I have quite a specific problem which I’m not super equipped to debug myself, and was wondering if someone had some insight.
I’m running my fortran program (gfortran 14.2.0 with openMP) on Windows 10, and my workstation has an intel xeon w9-3475x processor (36-core, 72-threads). As I understand it, Windows automatically groups threads into NUMA nodes with a maximum of 64 threads. This leads to an asymmetric grouping on my machine where I have 1 group with 64 threads (Node 0) and another with just 8 (Node 1). When I run my program, there seems to be a 50/50 chance which NUMA node it will run on, and it only uses the resources from the NUMA node it runs on. That means if it runs on Node 1, I get 64 threads and can happily parallelize with openMP. If it runs on Node 1, I only get 8 threads and the result is my code runs ~8-fold slower.
However, if you run Linux within Windows I am not sure whether this removes the limitations of the underlying Windows systems (I, did however, no research concerning this specific problem).
Yes this works. It took me awhile to figure out though, since I normally use a powershell terminal and I wasn’t able to do figure out how to do the same in powershell. However if I’m running my program with fpm (i.e., start /NODE 0 fpm run) it doesn’t work since the child application launched by fpm isn’t bound to node 0. I could still write a script which builds and runs my programs using start /NODE 0.
Regardless, I think the WSL solution is what I’m going to go with.
Unfortunately I did some testing and in my case hyperthreading helps quite a lot: 64 threads performs about 30% faster than 36 nodes without hyperthreading.
There seems to be a limit of 64 CPUs that can “trivially” utilized by a single process in Windows 10. This limitation seems to have been lifted in Windows 11.
You may search for "Windows’ and “Processor Group”. Again, I have no personal experience.

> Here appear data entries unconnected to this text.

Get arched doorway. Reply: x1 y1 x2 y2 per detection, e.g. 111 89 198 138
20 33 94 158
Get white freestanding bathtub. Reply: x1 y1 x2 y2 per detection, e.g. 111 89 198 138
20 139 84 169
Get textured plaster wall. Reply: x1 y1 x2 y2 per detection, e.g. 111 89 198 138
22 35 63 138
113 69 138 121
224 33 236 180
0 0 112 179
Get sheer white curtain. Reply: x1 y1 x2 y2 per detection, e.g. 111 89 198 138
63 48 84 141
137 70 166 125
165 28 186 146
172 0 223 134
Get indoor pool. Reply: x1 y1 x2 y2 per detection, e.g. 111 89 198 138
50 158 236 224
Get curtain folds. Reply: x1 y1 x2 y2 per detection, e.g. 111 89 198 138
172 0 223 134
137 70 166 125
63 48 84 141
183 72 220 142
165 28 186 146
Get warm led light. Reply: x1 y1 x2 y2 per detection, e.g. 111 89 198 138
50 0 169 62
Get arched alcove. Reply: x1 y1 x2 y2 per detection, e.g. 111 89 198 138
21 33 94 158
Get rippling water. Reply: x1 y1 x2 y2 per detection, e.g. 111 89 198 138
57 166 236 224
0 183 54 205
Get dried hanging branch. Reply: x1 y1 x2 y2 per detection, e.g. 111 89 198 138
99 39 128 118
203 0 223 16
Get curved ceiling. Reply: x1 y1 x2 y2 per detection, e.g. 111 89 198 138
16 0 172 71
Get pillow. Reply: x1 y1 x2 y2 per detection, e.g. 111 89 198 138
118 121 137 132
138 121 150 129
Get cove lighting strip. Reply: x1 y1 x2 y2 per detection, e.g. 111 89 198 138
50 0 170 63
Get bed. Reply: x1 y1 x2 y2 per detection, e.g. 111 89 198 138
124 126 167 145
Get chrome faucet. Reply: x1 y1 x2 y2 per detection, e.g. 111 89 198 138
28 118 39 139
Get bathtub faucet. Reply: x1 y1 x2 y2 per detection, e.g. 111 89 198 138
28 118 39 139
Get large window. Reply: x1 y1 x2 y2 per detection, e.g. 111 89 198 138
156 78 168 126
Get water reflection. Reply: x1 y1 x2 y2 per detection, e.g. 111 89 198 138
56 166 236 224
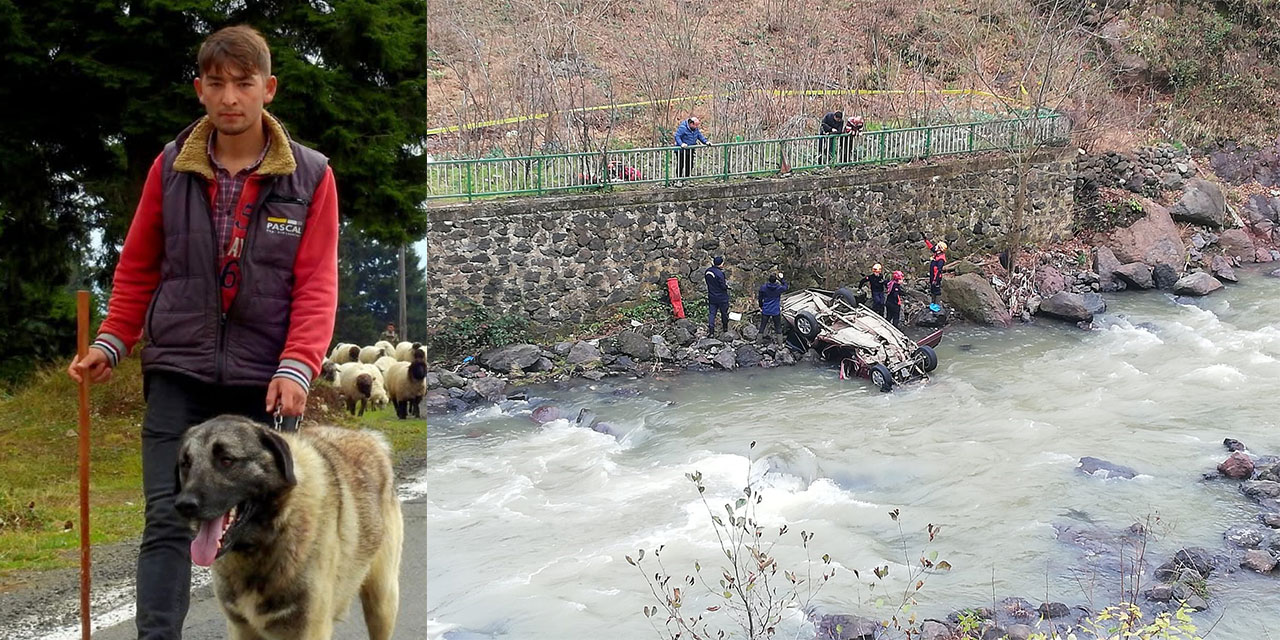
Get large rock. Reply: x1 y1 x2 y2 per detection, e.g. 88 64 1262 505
471 375 507 402
1217 229 1254 260
476 344 543 374
618 330 653 360
1075 456 1138 479
1039 291 1093 323
1217 452 1253 480
1174 271 1222 296
942 274 1012 326
1098 198 1187 268
1036 265 1066 297
1093 247 1124 292
1170 178 1226 229
1114 262 1156 289
564 340 600 365
1208 256 1240 283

I found that trying to double use (–oversubscribe) the physical cores on my computer just doubles the amount of time a thread takes. Hyperthreading is a marketing way of saying that another thread is ready to start executing when the first thread commits a cache miss ie: branch prediction loaded the wrong memory and must wait for L2/L3/system RAM to continue. If thread 0 of core 0 never fails to read a branch in time, thread 1 of core 0 will never get task time. That doesn’t help get an answer any faster!

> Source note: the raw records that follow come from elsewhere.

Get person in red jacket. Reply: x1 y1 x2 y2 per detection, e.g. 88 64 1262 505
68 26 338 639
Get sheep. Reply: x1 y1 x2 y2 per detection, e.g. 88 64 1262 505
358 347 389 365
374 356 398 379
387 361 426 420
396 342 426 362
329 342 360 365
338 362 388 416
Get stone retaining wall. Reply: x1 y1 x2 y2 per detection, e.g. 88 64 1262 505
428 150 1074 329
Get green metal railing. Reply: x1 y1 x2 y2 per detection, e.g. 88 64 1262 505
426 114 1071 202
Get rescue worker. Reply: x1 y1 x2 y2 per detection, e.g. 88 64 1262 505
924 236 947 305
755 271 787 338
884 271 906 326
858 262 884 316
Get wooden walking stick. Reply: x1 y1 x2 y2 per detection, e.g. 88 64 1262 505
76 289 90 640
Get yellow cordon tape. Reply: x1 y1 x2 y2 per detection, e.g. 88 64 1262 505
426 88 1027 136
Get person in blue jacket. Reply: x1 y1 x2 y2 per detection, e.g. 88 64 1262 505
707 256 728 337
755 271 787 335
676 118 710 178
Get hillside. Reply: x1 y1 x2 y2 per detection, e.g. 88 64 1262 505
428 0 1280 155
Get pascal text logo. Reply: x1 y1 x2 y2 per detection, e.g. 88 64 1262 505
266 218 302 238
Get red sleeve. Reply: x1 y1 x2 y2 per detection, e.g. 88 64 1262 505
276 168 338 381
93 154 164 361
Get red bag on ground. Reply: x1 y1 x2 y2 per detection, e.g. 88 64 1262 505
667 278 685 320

I usually program in Open Co-Arrays on Linux for Windows because it’s nice and easy!
@Knarfnarf It’s a little bit more complicated, and no, it is not just marketing. Hyperthreading (actually Simutaneous Multithreading = SMT) is primarily a hardware capability to really execute simultaneously some instructions from 2 different threads in the same core. For instance an integer addition for the thread 0 and a foating point multiplication for the thread 1, as these 2 operations do not use the same physical circuits.

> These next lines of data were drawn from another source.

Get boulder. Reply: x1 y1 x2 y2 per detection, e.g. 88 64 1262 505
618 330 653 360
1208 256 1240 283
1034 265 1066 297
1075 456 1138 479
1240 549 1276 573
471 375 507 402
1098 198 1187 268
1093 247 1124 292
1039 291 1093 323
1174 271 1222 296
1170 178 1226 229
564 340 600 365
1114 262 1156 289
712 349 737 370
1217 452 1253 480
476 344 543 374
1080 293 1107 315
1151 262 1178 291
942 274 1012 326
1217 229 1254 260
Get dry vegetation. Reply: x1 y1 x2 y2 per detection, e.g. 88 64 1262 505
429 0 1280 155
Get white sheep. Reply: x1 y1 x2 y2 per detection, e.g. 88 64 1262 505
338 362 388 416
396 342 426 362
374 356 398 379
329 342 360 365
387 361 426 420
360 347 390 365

Very roughtly speaking, SMT can help in the case where the two threads execute very different codes, as it increases the chances they don’t need the same resources at the very same time. In contrast, the parallelization of simple loops is generally not more efficient with SMT, as all the threads do the same kind of operations at the very same time.
I went with WSL and it fixed my issues. Some notes for anyone who is curious.
Right away, there was no issue with NUMA nodes—querying numactl --hardware showed 72 cpus on a single node. However, when running my program, task manager still showed that it was only using up to 64 threads (this was still an improvement, because it was always able to use 64 threads, rather than half the time getting 8).
To get 72 threads, I had to run (from a windows command prompt instance, not the linux environment) bcdedit /set hypervisorschedulertype Core
And now I can use up to 72 threads within WSL (running on windows is, however, still limited to 64 threads on node 0).